21W.022.01 Writing and Experience: Reading and Writing Autobiography
Louise Harrison Lepera
LHL3@MIT.edu
Experimenting with Visual Autobiography
For this assignment you will continue to develop and refine your skills in generating and drafting life writing into a polished and lively essay. However, this time you will incorporate visual elements: graphic narrative, photographs, maps, drawings, diagrams, and so on.
The first pre-draft exercise will be in writing autobiographically using graphic narrative. We will look at samples of similar work from Liz Prince, Lucy Knisley, Alison Bechdel, and Roz Chast, and read Scott McCloud on how graphic narratives work. We will also be able to see some graphic memoirs by students.
In the second pre-draft you will use maps to help you narrate a memory or experience. You may use the same autobiographical material a sin the first one, or develop something new.
For your first draft of the assignment you may choose to develop either of these pre-drafts or find a third memory/topic and use other visual elements to create a visually interesting, innovative polished memoir. Remember, even though your memoir might not look like previous assignments in the class, the same expectations are in place for logically structured, detailed, lively writing that tells an engaging and meaningful story, careful correctness in grammar, mechanics and citation (where needed), and careful proofreading for typos and other errors.
An important note: the required word count for this assignment is 750-2000 words: your personal word count requirement may vary. It is your responsibility to make sure that in your portfolio at the end of the semester you submit 5,000 words of polished writing (ie. final drafts). If you wrote longer essays for Assignments I and II, or plan to develop them further for your portfolio submission, you have more leeway to increase the use of visual elements in relation to the use of words in this assignment.
As you move through these stages of creating a memoir that combines words and pictures, you will have to think carefully about organizing and structuring your ideas, your relationship with your audience, and how subtle and complex ideas can be communicated. This assignment will also give you a chance to think about how autobiographical writing can be innovative, elegant, and beautiful. You should reflect on what you learn as you create and revise in your letter of reflection, due along with your revised Visual Memoir on Thursday, 5/7.
Wed. 4/8 Due: Visual Memoir Pre-Draft #1: Graphic Memoir: (1-3 pages)
For this pre-draft, choose a memory or life experience that matters to you and think about how you can use graphic memoir techniques to bring it to life and communicate it to you reader.
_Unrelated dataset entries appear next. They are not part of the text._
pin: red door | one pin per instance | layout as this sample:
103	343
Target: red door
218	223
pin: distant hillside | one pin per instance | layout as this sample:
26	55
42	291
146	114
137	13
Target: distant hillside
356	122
As you develop your topic, think about the advice from the handout by Dornink and McCloud’s explanation of what is possible with this form. For instance, you can make what is interior or imagined visible. You can use a photograph in with your drawn narrative. You can highlight certain elements or feelings by the way or size you draw them, or by how big that panel is relative to others.
Feel free to get together with classmates to share ideas and give feedback at the drawing stage, but all the drawing should be your own. Remember, you will not be graded in this assignment on the technical quality of your drawing, but on the way you communicate your story.
Mon 4/13 Due: Visual Memoir Pre-draft #2: Mapping Memory (approx 2 pages)
Read through the packet at the Stellar site called “Map Prompts.”
Use any of these ideas as a starting point for your own creative combination of mapping and memoir.
Examples:
– Use an imaginative map of your dorm to create an unusual and idiosyncratic documentation of your community or events in your life at MIT
– Make a map of your middle school cafeteria that tells a story about friendship groups.
– Draw a word map of MIT that reflects your feelings about different places and routes on campus.
Also:
– You might consider whether there is a way to have the map reflect time as well as space.
– For many of us moving around the country or the globe has been a significant part of our lives and our identities, so feel free to make a map on a much larger scale if that is meaningful to you.
– Remember you can use Google Earth or other map apps to get down the basic structures of your map if you prefer not to trust your imagination entirely!
– Feel free to push the limits of what can be explained in map form. In the packet, you’ll see that time, processes, hikes, and space (from the scale of tables in a room to a nation and more) can be mapped, but remember phrenologists (and perhaps modern neuroscientists) have attempted to map the brain, too.